Foods

Risotto alla Agretti: the recipe with friar beards


The worshipalso known as friar beardthey are one spring vegetable typical of Mediterranean cuisine and in this risotto to agretti You will feel all their flavor. They present themselves as thin wires of bright green color, with a slightly acidic and fresh taste, which marry perfectly with Simple and delicate dishes like the risotto. Rich in mineral salts and with a high water content, like many spring vegetables, agretti are perfect for purify the body and add a touch of lightness to the diet.

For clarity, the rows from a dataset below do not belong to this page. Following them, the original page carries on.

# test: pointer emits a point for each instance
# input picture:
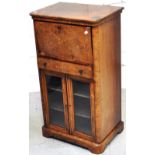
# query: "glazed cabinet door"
(81, 97)
(54, 101)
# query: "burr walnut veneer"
(78, 54)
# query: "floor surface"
(40, 145)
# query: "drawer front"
(64, 42)
(65, 67)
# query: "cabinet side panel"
(107, 76)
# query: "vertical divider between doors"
(65, 102)
(70, 104)
(44, 97)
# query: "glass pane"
(55, 100)
(82, 107)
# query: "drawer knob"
(44, 64)
(86, 32)
(81, 72)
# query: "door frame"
(44, 97)
(71, 107)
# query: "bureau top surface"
(75, 12)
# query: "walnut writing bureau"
(78, 55)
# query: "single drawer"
(65, 67)
(64, 42)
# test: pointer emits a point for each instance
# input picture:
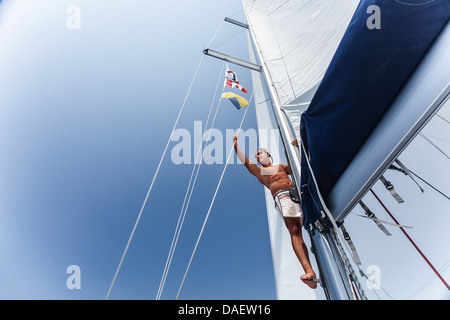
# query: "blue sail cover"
(380, 50)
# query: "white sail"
(296, 41)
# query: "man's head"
(263, 156)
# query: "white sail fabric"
(297, 40)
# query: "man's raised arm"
(250, 165)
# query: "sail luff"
(334, 278)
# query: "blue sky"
(85, 116)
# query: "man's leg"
(299, 246)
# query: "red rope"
(413, 243)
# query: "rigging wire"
(443, 118)
(210, 206)
(157, 169)
(189, 191)
(434, 145)
(412, 242)
(436, 189)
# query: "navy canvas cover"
(367, 72)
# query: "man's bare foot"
(310, 280)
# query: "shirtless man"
(276, 179)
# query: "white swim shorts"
(286, 207)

For centuries the agretti have been used in the kitchen. But in the past this ancient plant was much more than a simple vegetable: the agretti were used to extract natural sodaA fundamental component in the production of glass and soap. In particular, in the Venice of the Renaissance The soda of the Agretti was used for the production of the precious Murano glass.

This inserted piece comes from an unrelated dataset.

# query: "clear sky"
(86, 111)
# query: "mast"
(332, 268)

This is a real spring recipe Because the agretti are available only for a short time of the year, From March to May. This makes Agretti a spring vegetable very appreciated and often awaited by lovers of the seasonal cuisine.

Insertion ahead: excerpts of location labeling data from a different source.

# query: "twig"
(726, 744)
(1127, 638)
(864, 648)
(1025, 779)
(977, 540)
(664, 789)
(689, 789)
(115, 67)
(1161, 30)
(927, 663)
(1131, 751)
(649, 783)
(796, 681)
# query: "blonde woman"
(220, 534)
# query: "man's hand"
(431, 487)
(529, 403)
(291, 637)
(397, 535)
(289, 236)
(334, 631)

In the risottothe agretti give one herbaceous note Interesting: to enhance its flavor, we will use a chopped part of it to mix with the creaminess of the dish and a small full tuft for a decorative touch And crunchy.

AND advise? For a tastier version of the risotto with the agretti you can add some anchovy fillets in the sauté or a sprinkling of lemon zest grated before serving. In addition, those who want a more creamy touch can replace part of the butter with a spoonful of Robiola or Stracchino during the cantamenting phase.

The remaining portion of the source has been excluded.